Tetiana Ovsiichuk (Тетяна Володимирівна Овсійчук; born 27 June 1995) is a Ukrainian production designer known for her contributions to theater and scenography. She was born in Ostroh, part of the Rivne Oblast, Ukraine.

==Biography==
Tetiana Ovsiichuk was born on 27 June 1995 in Ostroh, Rivne Oblast.

In 2022, she graduated from the National Academy of Visual Arts and Architecture (studio of Merited Figure of Arts of Ukraine Andrii Oleksandrovych-Dochevskyi and Serhii Masloboishchykov). She lives in Kyiv.

From 2021, he has been a production designer at the Ivan Franko National Academic Drama Theater.

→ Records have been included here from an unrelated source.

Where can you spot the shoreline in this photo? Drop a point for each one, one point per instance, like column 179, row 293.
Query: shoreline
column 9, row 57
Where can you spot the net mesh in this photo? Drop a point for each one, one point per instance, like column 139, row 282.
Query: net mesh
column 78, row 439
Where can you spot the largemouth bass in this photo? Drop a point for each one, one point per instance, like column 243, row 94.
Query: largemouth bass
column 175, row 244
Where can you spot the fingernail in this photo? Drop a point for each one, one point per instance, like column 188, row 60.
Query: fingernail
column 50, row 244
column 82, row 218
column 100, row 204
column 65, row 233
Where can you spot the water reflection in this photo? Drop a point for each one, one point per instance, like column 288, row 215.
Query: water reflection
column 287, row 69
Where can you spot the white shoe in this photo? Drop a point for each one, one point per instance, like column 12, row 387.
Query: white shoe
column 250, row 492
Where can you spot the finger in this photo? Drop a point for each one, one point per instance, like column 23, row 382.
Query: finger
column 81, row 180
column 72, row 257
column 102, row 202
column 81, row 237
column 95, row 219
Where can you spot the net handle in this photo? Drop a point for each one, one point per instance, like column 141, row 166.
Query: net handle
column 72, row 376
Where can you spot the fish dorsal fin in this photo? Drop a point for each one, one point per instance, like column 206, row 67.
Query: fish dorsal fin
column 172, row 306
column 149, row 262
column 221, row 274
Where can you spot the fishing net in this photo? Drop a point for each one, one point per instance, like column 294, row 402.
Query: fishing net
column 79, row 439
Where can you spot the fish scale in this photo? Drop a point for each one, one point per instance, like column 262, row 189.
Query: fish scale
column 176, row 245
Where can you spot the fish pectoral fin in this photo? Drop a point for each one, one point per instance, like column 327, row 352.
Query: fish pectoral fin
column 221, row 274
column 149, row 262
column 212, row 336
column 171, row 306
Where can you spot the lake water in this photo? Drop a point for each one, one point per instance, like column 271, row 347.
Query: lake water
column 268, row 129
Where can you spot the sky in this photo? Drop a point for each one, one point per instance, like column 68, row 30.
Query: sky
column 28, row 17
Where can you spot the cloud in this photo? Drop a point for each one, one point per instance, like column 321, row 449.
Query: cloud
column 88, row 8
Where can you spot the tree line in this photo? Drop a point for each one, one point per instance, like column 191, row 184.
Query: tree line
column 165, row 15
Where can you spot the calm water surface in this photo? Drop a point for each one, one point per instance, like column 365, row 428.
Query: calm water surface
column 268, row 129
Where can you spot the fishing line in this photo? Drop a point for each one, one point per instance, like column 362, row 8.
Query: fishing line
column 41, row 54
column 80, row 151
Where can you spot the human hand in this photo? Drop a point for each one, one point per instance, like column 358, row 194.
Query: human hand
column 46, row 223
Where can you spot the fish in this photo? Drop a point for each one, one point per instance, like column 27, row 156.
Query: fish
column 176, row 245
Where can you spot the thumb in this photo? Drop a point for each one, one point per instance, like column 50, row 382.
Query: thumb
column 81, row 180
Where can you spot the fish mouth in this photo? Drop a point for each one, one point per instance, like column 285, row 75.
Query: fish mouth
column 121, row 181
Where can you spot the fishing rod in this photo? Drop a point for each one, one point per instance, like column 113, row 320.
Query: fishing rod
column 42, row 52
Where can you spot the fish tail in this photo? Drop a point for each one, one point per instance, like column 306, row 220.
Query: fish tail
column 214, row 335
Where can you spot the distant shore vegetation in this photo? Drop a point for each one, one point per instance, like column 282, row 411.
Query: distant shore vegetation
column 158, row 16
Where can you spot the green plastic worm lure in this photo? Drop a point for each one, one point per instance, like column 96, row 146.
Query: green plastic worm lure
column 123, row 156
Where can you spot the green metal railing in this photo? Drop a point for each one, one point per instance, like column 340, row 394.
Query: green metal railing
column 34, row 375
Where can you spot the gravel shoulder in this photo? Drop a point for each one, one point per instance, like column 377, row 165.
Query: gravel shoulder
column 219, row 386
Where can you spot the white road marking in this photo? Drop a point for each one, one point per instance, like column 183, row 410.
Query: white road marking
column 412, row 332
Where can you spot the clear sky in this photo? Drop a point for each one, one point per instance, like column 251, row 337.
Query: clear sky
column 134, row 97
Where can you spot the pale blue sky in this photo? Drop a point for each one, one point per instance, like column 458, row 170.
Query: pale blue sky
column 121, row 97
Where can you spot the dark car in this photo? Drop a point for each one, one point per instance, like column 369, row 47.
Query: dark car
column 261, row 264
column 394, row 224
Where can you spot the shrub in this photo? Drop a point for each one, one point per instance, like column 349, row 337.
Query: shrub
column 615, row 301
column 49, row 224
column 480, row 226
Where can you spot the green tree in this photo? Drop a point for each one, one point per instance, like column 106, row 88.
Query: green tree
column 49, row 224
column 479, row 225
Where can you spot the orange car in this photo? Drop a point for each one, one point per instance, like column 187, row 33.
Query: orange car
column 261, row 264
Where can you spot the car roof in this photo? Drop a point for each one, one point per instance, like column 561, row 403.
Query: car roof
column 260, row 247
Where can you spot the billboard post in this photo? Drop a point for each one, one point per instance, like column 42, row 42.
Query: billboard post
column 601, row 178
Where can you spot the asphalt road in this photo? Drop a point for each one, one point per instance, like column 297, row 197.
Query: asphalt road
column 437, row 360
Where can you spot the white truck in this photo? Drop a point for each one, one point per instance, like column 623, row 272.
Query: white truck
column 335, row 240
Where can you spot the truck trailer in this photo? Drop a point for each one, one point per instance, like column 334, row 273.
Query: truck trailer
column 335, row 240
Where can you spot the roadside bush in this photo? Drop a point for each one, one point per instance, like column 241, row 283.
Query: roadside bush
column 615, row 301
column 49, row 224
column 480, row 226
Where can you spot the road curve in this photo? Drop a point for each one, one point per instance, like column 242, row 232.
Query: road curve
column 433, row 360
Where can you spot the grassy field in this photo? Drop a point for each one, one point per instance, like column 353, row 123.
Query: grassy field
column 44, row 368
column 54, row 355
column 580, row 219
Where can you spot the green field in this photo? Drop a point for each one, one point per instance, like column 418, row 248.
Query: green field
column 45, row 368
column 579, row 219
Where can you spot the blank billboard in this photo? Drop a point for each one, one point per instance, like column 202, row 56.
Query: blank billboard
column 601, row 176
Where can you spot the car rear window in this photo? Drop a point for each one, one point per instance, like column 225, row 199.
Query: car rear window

She created images for performances:
- "The Witch of Konotop" by H. Kvitka-Osnovianenko (2023, set and costume designer);
- "Talentless" by I. Karpenko-Karyi (2021, production designer);
- "Caligula" by A. Camus, "The Career of Arturo Ui, which could have been stopped" by B. Brecht (both 2022), "Maria Stuart" by F. Schiller (2024, all – costume designer).

==Awards==
- Taras Shevchenko National Prize of Ukraine (5 March 2024) – for the play Konotop Witch based on the novel by Hryhorii Kvitka-Osnovianenko at the Ivan Franko National Academic Drama Theater.